- Directed by: Shmuel Hoffman
- Written by: Asher Crispe Harry Moskoff Layla O'Shea
- Produced by: Harry Moskoff
- Starring: Katy Castaldi Pascal Yen-Pfister Ayden Crispe
- Cinematography: Shmuel Hoffman
- Edited by: Asher Cryspe
- Music by: Infected Mushrooms Tilo Schmalenberg Ween
- Production companies: Moskoff-Media Hoffman Productions
- Distributed by: Moskoff Media, Ltd.
- Release dates: January 1, 2013 (limited); May 7, 2013 (Monaco Charity Film Festival);
- Running time: 32 minutes
- Countries: Israel United States
- Language: English

= The A.R.K. Report =

The A.R.K. Report – Secret for the Century is a 2013 action-adventure science fiction short film and television pilot produced by Canadian-Israeli research professor, Harry Moskoff and directed by Shmuel Hoffman. The lead actress is Katy Castaldi who plays Karmi. The lead actor is Pascal Yen-Pfister who plays Roth.

== Plot ==
The film takes place in a dystopian future, and follows a young woman (Karmi) who stumbles across her personal destiny as the only one who can find the ancient Ark of the Covenant and keep it out of the hands of those that want to use it for evil. The opening and closing documentary-style segments comprise a unique cinematic feature intended to synthesize real-life threats within the fictitious storyline. All scenes that are depicted in the future are filmed in black and white while scenes which take place in the present are shown in color.

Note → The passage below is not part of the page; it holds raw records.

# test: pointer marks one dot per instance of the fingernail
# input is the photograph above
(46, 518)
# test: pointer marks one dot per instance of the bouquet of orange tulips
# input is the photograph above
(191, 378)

The film begins with Karmi being approached by Roth, a special agent for a secret government agency that is seeking to discover the location of the ancient Ark of the Covenant in order to use it to battle the evil Naarym children's army. Roth, running from Teemah, lead operative of the child army, brings Karmi with him on a secret quest to return the fabled ARK to its proper place, both literally and figuratively, i.e. to find the ARK within one's self. Karmi is one of the few remaining Nehoks who can return the Ark to its proper location on the hidden mountain. If the Ark is to fall into the hands of Teemah (played by supporting actress, Ayden Crispe) and her evil children's army, it would spell doom for mankind. Led by her mysterious mentor, Karmi confronts herself as she climbs the 4 levels of Earth, Wind, Fire, etc. Ultimately, Roth transports Karmi into the future where she is successful in locating the Ark. But then the agents of the Naarym army seize the Ark to use it for their diabolical purposes.

With no alternative, Roth is forced to return Karmi to the previous era. But he gives her a mission. On her own, using the ancient code book ('The ARK Report') entrusted to her by Roth, she must locate the Ark and return it to its proper place. Once there, the Ark is portrayed as being the catalyst that will ultimately harbor in a new era of peace and prosperity for all of humanity.

== Background ==
The film is based on extensive research of Moskoff to discover the location of the Ark of the Covenant. He is convinced that the Ark is buried underneath the Temple Mount in Jerusalem but is not under the Dome of the Rock, as is commonly conjectured. Moskoff also discounts other hypotheses that suggest that the Ark is in the Vatican or Ethiopia. Moskoff's thesis is following that of the 12th century Jewish codifier, Maimonides and substantiated by the British engineer and archaeologist, Sir Charles Warren, amongst others. In 2010, Moskoff produced a short documentary based on his research, entitled The Soul of Mount Moriah.

== Development ==
The A.R.K. Report was filmed in October 2012 in the Old City of Jerusalem as well as in Allentown in Pennsylvania. It contains some similarity to the 1981 Steven Spielberg movie, Raiders of the Lost Ark.

== Accolades ==
The A.R.K. Report film won the Gold Remi Award at the prestigious Worldfest International Film Festival in Houston Texas in April 2013. It was also selected for the Monaco International Film Festival during the second week of May 2013 in Monaco.